«Solo fumo negli occhi, il governo resta schierato dalla parte degli Usa e del Muos». L’attacco alla delegazione siciliana del Movimento 5 stelle – e indirettamente ai vertici del governo nazionale, a partire dalla ministra per la Difesa Elisabetta Trenta – arriva dai legali del movimento No Muos, Dario Pruiti e Luigi Cinquerrui. I due avvocati parlano all’indomani dell’annuncio da parte di Giampiero Trizzino – parlamentare cinquestelle all’Ars – dell’assenza dell’Avvocatura dello Stato in occasione della nuova udienza davanti al Cga, per rimettere in discussione la sentenza con cui lo stesso organo amministrativo nel 2016 aveva dichiarato legittimo l’iter che aveva portato all’autorizzazione dell’impianto satellitare statunitense a Niscemi.

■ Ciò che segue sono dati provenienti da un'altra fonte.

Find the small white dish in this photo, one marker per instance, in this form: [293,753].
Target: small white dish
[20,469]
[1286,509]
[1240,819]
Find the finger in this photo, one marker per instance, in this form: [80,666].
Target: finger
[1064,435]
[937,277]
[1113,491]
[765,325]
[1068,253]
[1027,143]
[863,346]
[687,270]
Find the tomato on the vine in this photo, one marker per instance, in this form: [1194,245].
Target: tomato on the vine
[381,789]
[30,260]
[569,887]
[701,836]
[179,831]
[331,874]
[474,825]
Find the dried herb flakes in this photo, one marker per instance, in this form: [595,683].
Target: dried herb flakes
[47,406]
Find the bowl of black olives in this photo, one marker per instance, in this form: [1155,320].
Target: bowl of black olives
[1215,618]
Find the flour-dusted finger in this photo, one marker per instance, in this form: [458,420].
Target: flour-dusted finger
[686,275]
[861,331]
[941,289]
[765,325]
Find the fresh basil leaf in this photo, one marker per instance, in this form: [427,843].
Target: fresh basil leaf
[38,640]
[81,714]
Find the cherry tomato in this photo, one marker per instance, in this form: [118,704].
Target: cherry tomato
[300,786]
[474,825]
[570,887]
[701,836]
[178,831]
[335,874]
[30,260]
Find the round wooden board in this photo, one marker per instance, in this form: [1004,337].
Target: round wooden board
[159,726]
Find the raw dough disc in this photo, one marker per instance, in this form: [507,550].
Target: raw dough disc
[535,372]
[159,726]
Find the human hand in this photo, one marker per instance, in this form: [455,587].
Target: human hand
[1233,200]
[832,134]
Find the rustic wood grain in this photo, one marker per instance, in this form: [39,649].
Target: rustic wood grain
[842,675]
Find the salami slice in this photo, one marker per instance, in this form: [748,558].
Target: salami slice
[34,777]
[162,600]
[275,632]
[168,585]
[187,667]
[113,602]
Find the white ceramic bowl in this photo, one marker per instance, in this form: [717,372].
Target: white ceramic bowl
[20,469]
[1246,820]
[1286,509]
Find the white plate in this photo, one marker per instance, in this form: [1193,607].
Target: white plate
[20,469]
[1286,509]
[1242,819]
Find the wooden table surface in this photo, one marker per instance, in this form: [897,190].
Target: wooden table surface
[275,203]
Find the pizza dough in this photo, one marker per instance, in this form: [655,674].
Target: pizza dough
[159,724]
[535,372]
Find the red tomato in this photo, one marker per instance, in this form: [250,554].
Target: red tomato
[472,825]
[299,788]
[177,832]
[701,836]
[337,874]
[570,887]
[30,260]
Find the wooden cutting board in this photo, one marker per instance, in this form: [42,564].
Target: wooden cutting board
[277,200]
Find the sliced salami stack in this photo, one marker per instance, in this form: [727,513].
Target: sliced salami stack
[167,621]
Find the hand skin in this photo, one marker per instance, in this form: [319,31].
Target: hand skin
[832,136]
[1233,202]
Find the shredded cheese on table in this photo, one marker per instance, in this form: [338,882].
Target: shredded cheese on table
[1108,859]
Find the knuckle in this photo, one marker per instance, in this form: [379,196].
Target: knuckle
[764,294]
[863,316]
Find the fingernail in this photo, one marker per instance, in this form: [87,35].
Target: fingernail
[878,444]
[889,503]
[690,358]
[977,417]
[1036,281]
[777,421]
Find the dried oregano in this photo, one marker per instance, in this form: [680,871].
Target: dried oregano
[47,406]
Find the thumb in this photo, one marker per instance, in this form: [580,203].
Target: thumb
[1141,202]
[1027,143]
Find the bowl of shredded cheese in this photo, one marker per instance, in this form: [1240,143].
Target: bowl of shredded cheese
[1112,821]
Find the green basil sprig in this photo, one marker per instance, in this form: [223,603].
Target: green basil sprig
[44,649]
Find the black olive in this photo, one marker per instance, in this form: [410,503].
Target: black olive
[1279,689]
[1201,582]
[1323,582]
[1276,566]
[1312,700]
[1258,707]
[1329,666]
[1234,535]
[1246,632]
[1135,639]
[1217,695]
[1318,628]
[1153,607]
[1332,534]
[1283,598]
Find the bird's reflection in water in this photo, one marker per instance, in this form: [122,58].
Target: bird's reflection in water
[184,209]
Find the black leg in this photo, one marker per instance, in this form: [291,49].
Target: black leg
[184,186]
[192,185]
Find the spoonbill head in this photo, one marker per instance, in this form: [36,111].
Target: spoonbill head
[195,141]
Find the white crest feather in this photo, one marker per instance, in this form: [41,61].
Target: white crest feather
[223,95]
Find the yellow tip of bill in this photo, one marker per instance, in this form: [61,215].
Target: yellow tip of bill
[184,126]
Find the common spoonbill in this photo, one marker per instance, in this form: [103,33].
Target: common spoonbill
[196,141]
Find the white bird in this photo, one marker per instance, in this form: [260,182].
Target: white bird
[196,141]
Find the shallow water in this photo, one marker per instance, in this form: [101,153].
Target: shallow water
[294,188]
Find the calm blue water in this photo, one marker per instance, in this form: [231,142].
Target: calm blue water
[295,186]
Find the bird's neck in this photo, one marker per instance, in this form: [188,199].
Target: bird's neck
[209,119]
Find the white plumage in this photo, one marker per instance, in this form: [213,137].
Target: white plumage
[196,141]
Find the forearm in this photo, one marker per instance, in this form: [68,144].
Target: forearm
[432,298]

«La notizia, tanto acclamata, dell’annunciata assenza dell’avvocatura dello Stato potrebbe addirittura rivelarsi un boomerang contro i No Muos – si legge in una nota dei due legali -. Si tratta della cronaca di un nulla di fatto ottenuto dalla delegazione siciliana rispetto alle posizioni già assunte dal ministero». Il riferimento di Pruiti e Cinquerrui va alla memoria che il ministero della Difesa, tramite l’Avvocatura dello Stato, ha già depositato nei mesi scorsi. Nel documento si chiede ai giudici di rigettare i ricorsi presentati contro la sentenza del Cga. Una posizione che ha portato gli attivisti No Muos ad accusare il Movimento 5 stelle di avere tradito le promesse fatte in campagna elettorale, e negli anni in cui il partito oggi guidato da Luigi Di Maio si dichiarava apertamente No Muos.

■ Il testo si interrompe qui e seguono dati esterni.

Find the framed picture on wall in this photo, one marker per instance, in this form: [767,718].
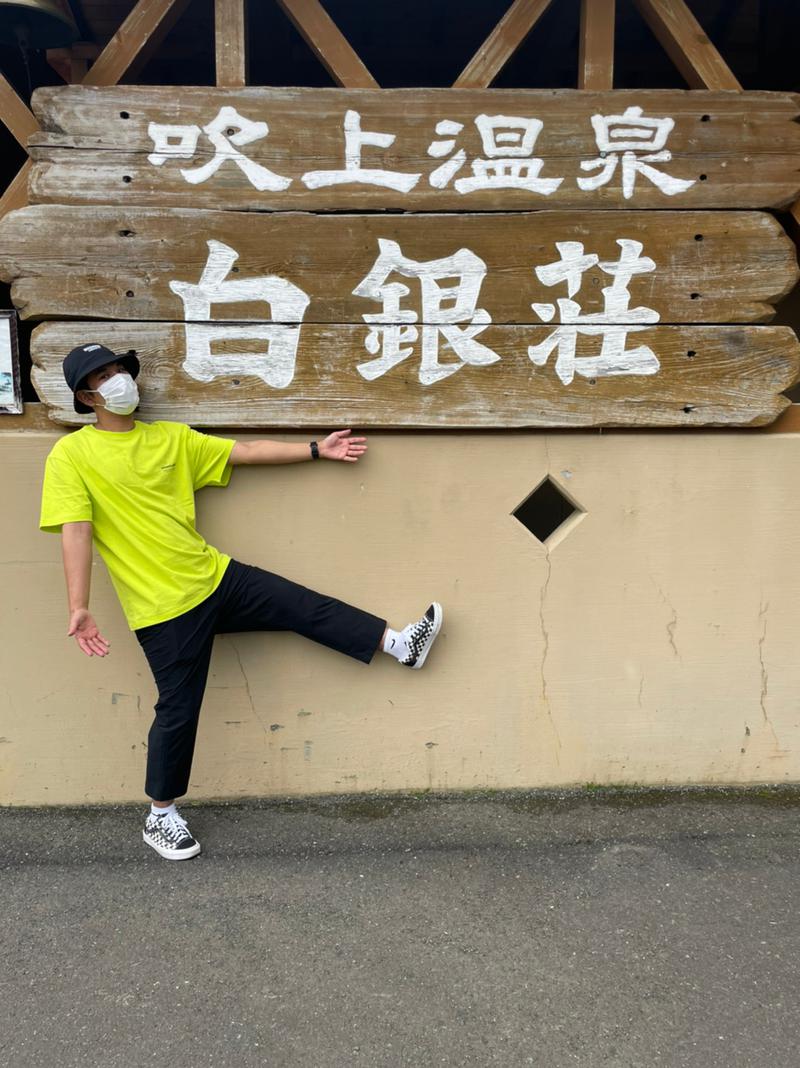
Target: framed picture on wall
[11,390]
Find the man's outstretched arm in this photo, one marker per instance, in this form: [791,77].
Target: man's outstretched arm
[76,547]
[339,445]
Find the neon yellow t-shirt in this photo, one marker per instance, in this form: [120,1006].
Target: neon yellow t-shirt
[137,488]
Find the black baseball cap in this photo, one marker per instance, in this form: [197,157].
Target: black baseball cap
[87,358]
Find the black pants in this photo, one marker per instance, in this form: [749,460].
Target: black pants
[179,650]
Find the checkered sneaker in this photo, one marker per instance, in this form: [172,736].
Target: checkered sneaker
[421,635]
[170,836]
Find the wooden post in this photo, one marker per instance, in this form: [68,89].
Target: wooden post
[144,28]
[230,37]
[329,44]
[16,191]
[596,59]
[685,42]
[15,112]
[501,44]
[73,63]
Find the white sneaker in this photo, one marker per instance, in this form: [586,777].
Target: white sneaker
[170,836]
[421,635]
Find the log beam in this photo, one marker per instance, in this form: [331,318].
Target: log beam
[329,44]
[501,44]
[596,57]
[686,43]
[230,37]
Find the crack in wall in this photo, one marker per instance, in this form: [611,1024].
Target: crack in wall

A essere tirato in ballo nei giorni scorsi era stato Trizzino, tra i deputati che più in passato hanno reso noto la propria posizione contro l’impianto. Il deputato, dopo avere assicurato di non avere cambiato idea, ha promesso il proprio impegno, annunciando prima l’intenzione del ministero retto da Trenta di ritirare la memoria depositata al Cga e successivamente salutando con soddisfazione la decisione di non presenziare all’udienza. Le due cose però sarebbero in contraddizioni: «Questo atto (il ritiro delle memorie, ndr), non previsto dalle norme di procedura, poteva avvenire solo con il deposito di altra memoria contenente la rinuncia alle difese – vanno avanti i due legali -. Ma questo è tecnicamente impossibile perché il deposito di memorie può avvenire fino a trenta giorni prima dell’udienza, quindi, paradossalmente, l’unico modo di concretizzare lo sbandierato passo indietro sarebbe stato proprio quello – sottolineano Pruiti e Cinquerrui – di presentarsi in udienza e rinunciare alle difese già depositate».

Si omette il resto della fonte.